RQ: Fine. So I’m just going to ask it straight-out. What were you thinking that day in New York?
DSK: Firstly, I don’t remember it exactly. And it depends if you’re taking that day before the event-
RQ: Before the event… before the event which led you to the event.
DSK: I wasn’t thinking anything. It happened, something happened, which is a private thing and I still say what happens in a room is a private thing unless the prosecutors find something to tell you that you are going to be charged for something and they have proof of that and when prosecutors, after having charging you tells, okay, finally we don’t have enough to charge you, it means that it is privacy and nobody has to say anything about it.

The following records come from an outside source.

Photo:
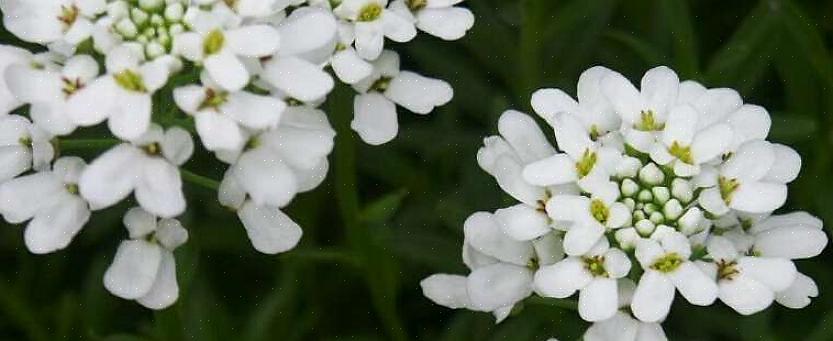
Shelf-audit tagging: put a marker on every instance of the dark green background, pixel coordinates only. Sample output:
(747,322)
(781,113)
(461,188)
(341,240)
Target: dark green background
(356,274)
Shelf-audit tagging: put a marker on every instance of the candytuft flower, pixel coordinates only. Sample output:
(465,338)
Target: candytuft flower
(672,186)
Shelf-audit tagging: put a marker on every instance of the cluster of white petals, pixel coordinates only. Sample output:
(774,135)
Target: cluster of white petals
(245,76)
(654,190)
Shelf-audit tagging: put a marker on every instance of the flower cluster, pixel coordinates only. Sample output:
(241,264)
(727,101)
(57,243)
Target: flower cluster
(245,76)
(663,189)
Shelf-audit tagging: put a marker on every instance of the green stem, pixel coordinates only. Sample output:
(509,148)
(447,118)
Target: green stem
(359,237)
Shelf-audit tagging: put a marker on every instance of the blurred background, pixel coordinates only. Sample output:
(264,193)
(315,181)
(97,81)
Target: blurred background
(389,216)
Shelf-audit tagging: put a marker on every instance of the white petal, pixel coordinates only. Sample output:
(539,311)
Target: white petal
(267,179)
(111,177)
(788,166)
(134,269)
(23,197)
(554,170)
(375,119)
(417,93)
(598,301)
(522,222)
(659,87)
(498,285)
(791,242)
(653,297)
(219,132)
(799,294)
(139,223)
(694,285)
(776,273)
(446,290)
(759,197)
(165,290)
(745,295)
(253,40)
(484,234)
(349,67)
(524,135)
(562,279)
(159,189)
(298,78)
(54,226)
(445,23)
(227,71)
(270,230)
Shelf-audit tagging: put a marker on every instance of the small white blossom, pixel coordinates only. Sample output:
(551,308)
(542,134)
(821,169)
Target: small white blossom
(144,268)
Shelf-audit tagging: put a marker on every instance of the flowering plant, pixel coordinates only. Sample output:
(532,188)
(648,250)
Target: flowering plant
(245,76)
(663,189)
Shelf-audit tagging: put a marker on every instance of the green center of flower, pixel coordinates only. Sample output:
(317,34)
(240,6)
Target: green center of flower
(600,211)
(214,42)
(648,122)
(727,270)
(595,265)
(213,99)
(69,14)
(728,188)
(381,85)
(370,12)
(586,164)
(71,86)
(668,263)
(153,149)
(72,189)
(130,81)
(416,5)
(681,152)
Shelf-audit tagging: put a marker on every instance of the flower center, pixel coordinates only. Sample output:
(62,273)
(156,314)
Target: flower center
(381,85)
(213,99)
(668,263)
(682,153)
(69,14)
(416,5)
(586,164)
(728,188)
(153,149)
(648,122)
(214,42)
(595,265)
(727,270)
(71,86)
(600,211)
(370,12)
(130,81)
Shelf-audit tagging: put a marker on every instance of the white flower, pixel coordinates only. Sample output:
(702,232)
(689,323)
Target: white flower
(23,146)
(747,283)
(144,268)
(373,22)
(644,112)
(49,90)
(375,118)
(439,18)
(9,56)
(123,96)
(222,117)
(622,326)
(146,167)
(50,200)
(52,21)
(594,274)
(502,269)
(751,180)
(221,51)
(665,259)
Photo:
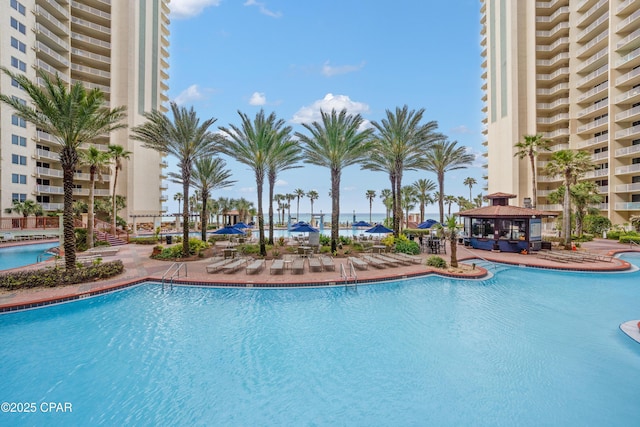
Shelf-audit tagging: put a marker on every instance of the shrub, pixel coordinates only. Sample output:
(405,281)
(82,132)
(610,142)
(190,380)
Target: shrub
(436,261)
(58,276)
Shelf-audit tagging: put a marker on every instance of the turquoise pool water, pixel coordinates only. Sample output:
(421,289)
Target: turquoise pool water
(527,347)
(18,256)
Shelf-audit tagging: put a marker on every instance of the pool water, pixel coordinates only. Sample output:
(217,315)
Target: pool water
(525,347)
(19,256)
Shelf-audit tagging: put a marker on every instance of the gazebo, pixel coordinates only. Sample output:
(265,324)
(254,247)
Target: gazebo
(505,228)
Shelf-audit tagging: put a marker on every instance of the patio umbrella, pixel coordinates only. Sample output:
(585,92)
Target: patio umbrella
(427,224)
(228,230)
(361,224)
(379,229)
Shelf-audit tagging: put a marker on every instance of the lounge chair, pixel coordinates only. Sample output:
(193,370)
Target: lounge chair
(358,263)
(315,264)
(277,267)
(297,267)
(218,265)
(255,266)
(327,263)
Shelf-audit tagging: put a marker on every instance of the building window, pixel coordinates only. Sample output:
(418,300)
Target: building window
(18,197)
(15,4)
(18,179)
(19,140)
(18,25)
(18,121)
(17,159)
(20,65)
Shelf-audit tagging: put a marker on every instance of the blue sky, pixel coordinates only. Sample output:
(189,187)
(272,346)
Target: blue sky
(296,57)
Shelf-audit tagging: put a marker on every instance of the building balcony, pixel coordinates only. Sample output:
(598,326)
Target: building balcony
(593,78)
(629,169)
(630,23)
(630,96)
(598,25)
(598,140)
(630,151)
(629,133)
(594,126)
(590,16)
(627,206)
(628,188)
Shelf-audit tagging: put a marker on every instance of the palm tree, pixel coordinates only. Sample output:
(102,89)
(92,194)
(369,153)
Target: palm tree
(470,182)
(250,144)
(386,197)
(72,115)
(208,174)
(571,165)
(186,139)
(530,148)
(400,146)
(312,195)
(370,195)
(423,187)
(117,154)
(299,193)
(409,197)
(445,156)
(96,160)
(336,143)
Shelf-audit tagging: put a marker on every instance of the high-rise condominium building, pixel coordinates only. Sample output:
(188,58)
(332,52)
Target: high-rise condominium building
(118,46)
(568,70)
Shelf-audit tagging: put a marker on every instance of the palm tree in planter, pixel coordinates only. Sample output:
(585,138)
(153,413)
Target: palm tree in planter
(72,115)
(183,137)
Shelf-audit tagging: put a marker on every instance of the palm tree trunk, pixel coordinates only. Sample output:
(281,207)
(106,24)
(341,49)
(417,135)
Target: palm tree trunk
(335,209)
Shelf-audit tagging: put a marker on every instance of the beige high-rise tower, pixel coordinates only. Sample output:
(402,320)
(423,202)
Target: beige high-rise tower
(119,46)
(570,71)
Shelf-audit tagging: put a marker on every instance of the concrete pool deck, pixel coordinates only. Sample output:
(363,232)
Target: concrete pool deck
(139,267)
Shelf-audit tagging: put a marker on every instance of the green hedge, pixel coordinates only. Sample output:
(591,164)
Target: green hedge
(57,276)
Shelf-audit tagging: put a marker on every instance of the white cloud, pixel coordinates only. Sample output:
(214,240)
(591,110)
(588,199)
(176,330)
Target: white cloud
(184,9)
(258,98)
(263,8)
(331,71)
(189,95)
(309,114)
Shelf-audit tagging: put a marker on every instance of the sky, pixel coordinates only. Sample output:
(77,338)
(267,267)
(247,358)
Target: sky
(295,58)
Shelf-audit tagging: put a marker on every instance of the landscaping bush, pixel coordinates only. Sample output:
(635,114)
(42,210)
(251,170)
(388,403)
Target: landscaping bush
(58,276)
(436,261)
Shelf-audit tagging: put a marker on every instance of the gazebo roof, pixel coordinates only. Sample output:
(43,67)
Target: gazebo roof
(505,212)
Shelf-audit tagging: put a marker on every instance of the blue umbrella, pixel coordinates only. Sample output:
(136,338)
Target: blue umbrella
(379,228)
(228,230)
(427,224)
(361,224)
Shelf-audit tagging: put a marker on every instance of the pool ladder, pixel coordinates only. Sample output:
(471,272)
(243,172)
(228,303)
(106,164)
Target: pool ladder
(172,272)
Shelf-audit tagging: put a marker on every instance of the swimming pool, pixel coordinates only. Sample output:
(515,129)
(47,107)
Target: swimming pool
(526,347)
(18,256)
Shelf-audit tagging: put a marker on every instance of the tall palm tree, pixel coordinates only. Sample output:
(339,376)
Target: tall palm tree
(470,182)
(401,143)
(250,144)
(370,195)
(208,174)
(96,160)
(312,195)
(336,143)
(386,197)
(72,115)
(299,192)
(443,157)
(571,165)
(186,139)
(117,154)
(423,188)
(530,148)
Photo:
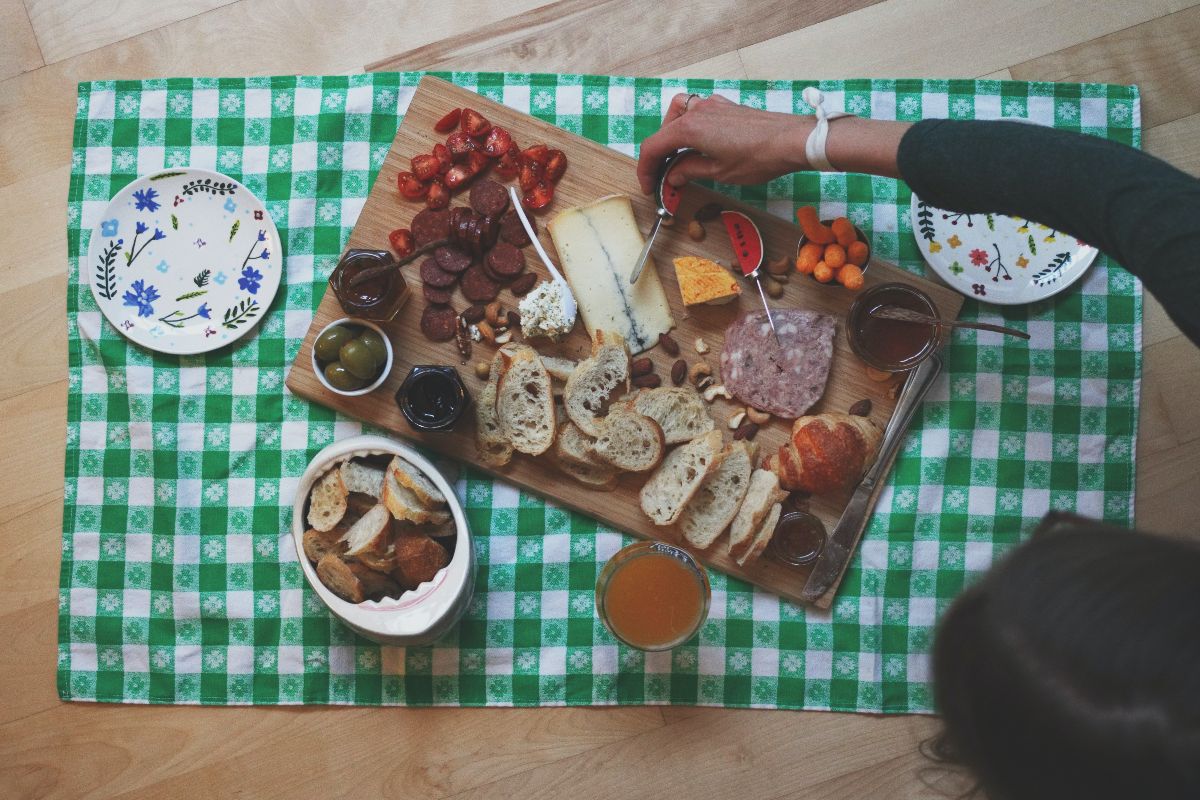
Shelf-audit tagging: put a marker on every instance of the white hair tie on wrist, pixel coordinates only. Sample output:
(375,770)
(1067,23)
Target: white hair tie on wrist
(814,148)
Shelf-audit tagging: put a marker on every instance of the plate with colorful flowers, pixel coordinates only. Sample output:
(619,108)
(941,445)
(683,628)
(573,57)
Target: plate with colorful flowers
(996,258)
(184,260)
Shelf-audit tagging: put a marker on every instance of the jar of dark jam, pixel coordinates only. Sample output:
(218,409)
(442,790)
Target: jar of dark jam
(432,397)
(381,298)
(892,344)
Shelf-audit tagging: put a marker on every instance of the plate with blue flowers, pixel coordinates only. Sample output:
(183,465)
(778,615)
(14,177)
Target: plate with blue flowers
(185,260)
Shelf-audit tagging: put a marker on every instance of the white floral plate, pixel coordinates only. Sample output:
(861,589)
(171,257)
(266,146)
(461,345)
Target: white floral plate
(996,258)
(185,260)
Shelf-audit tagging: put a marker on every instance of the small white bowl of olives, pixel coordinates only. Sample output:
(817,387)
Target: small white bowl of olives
(352,356)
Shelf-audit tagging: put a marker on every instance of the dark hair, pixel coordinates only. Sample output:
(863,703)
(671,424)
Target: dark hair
(1072,669)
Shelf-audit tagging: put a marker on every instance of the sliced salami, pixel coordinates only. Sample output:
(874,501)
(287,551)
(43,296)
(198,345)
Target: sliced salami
(785,378)
(436,295)
(489,198)
(513,232)
(438,323)
(451,259)
(430,224)
(478,287)
(435,276)
(505,262)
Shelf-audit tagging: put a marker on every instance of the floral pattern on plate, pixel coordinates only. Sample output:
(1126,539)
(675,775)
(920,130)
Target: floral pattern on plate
(996,258)
(185,260)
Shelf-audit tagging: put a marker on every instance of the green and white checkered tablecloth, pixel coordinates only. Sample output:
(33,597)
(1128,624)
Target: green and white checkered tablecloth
(179,581)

RQ: So what do you think was the … for making the accusation?
DSK: I don’t know. We can imagine several things. I don’t know I don’t want to have myself in that position now. But eeuuh many hypothesis have been put in the press. I’ve seen in the press that it could be for money, it could be for some secret services… I don’t know. I don’t know what was really the motivation, the reality is that I have been charged for very very euuh difficult crimes that at the end of the day, the prosecutor, the district attorney said okay there’s nothing anymore.
RQ: Why did you settle the case against her?
DSK: That’s very simple. The US is very specialistist.. In my country, in most European countries when on the penal side, penal say there’s nothing then you cannot be sued on the civil side. In the US, you can. So the prosecutor may say, we have nothing against you but still you may have a civil trial. And I was ready to go to the trial, but my lawyers told me okay it’s gonna take you 4 years. It will cost you much more in legal fees than you have to pay, even if you win so you better … and I decided to pay and go on with my life.
RQ: Do you give any credence to the conspiracy theorists? The secret services, the missing… Do you give any credence to the fact that you were set-up?
DSK: Credence maybe. Proof no. So I better say nothing.
So you do get some credence… When we talked one of the most controversial aspects of such a behavior was of course the fact that you had to perp-walk and this made much noise in France. How do you now view the perp-walk?
DSK: As the most terrible thing, frankly. Not only because it’s difficult to live; there are many things which are difficult to live with. The problem is it’s a moment where in all European, American society you suppose to be innocent, you suppose to be innocent and feel you’re convicted. And the perp-walk takes place at the moment where you suppose to be innocent. And so what happens is you just show to everybody as if you were a criminal, at the moment no one knows whether it’s true or not. Maybe you’re a criminal, maybe you’re not. And then you prove later on that it is just unfair to show people in that way to the rest of the world when you just don’t know what they have done.
RQ: did you feel that at the time?
DSK: Well I was, I was angry. Because at this moment I didn’t understand what was going on, I didn’t understand why I was there. I was just understanding that something was going on that I didn’t control.
RQ: The problem with all the allegations about you sir; whether it is the Sofitel incident or the young lady in France or the libertine soirée. The problem is that none of them, underneath them all there’s an element of behavior that is not expected of men or women of high office.
DSK: I agree, I agree. So I made this mistake to believe that you could have a public life doing what you had to do in the public life and …. And that you can have a private life. And my mistake was certainly to believe that you can have these two things together without any connection between. It was wrong. It was wrong in the way you say because people are not expecting this kind of heterodox behavior from somebody having public responsibility.
RQ: Were you an accident waiting to happen?